A causal link between a country’s access to advanced technology abroad and change in its public health situation is difficult to establish short of medicine and/or medical equipment being specifically included in economic sanctions. However, a lesson that ought to be drawn from the global spread of Covid-19 is that health effects from economic sanctions should no longer be viewed as an unintended and unavoidable consequence. Scholars of international studies should draw insights from how Covid-19 generated emergencies over PPE to assess international connectivity in standards and quality control and promote competition through innovation, regardless of the origin of an invention or a health product.

Admittedly, this commentary is by and large China-centric. Indeed, avoidance of unintended negative consequences on public health will depend as much on input from China as from other countries. It is therefore essential to consider these and other issues at the operational level of global health security, rather than abstractly discussing competition over vaguely defined national interests. When it comes to public health, identification of a country’s national interests must be based on the expert input from health professionals, instead of grand theorization about future events given the ongoing trends of geostrategic competition among major countries.


References

[1] Fidler, D.P. (2003) “SARS: political pathology of the first post-Westphalian pathogen”, The Journal of Law, Medicine & Ethics, 31(4): 485-505.

[2] Luesink, D., et al. (2019) China and the Globalization of Biomedicine, University of Rochester Press.

[3] Stevenson, M. (2018) “Geneva- Seattle collaboration in support of developing country vaccine manufacturing”, Global Public Health, 13(4): 426-44.

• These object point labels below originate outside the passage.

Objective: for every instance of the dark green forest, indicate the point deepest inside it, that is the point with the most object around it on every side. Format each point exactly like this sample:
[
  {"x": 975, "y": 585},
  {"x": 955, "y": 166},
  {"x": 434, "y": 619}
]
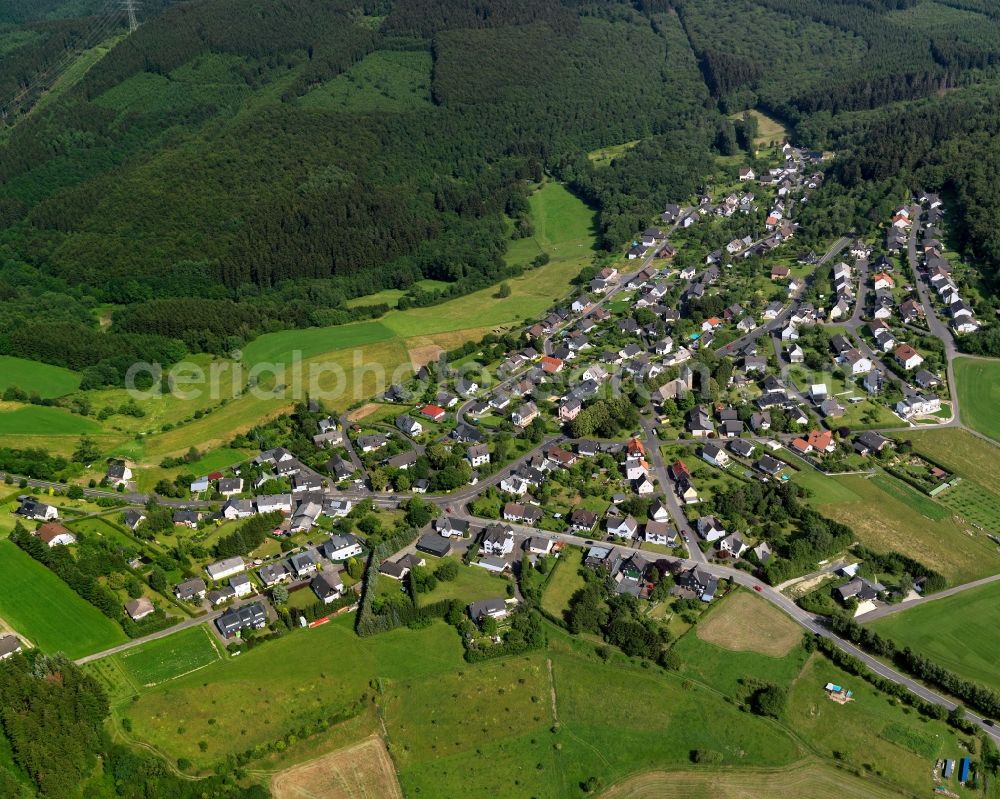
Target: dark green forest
[{"x": 208, "y": 179}]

[4] Huang, Y., et al. (2016) “The production and exportation of artemisinin-derived drugs in China: current status and existing challenges”, Malaria Journal, 15(1): 365-373.

[5] Bown, C. (2020) “Covid-19: China’s exports of medical supplies provide a ray of hope”, Peterson Institute for International Economics, 26 March, available online

[6] Zha, D. (2021) “Non-traditional security and China-US relations”, Asian Perspective, 45(1): 75-81.

[7] Peksen, D. (2011) “Economic sanctions and human security: the public health effect of economic sanctions”, Foreign Policy Analysis, 7(3): 237-251.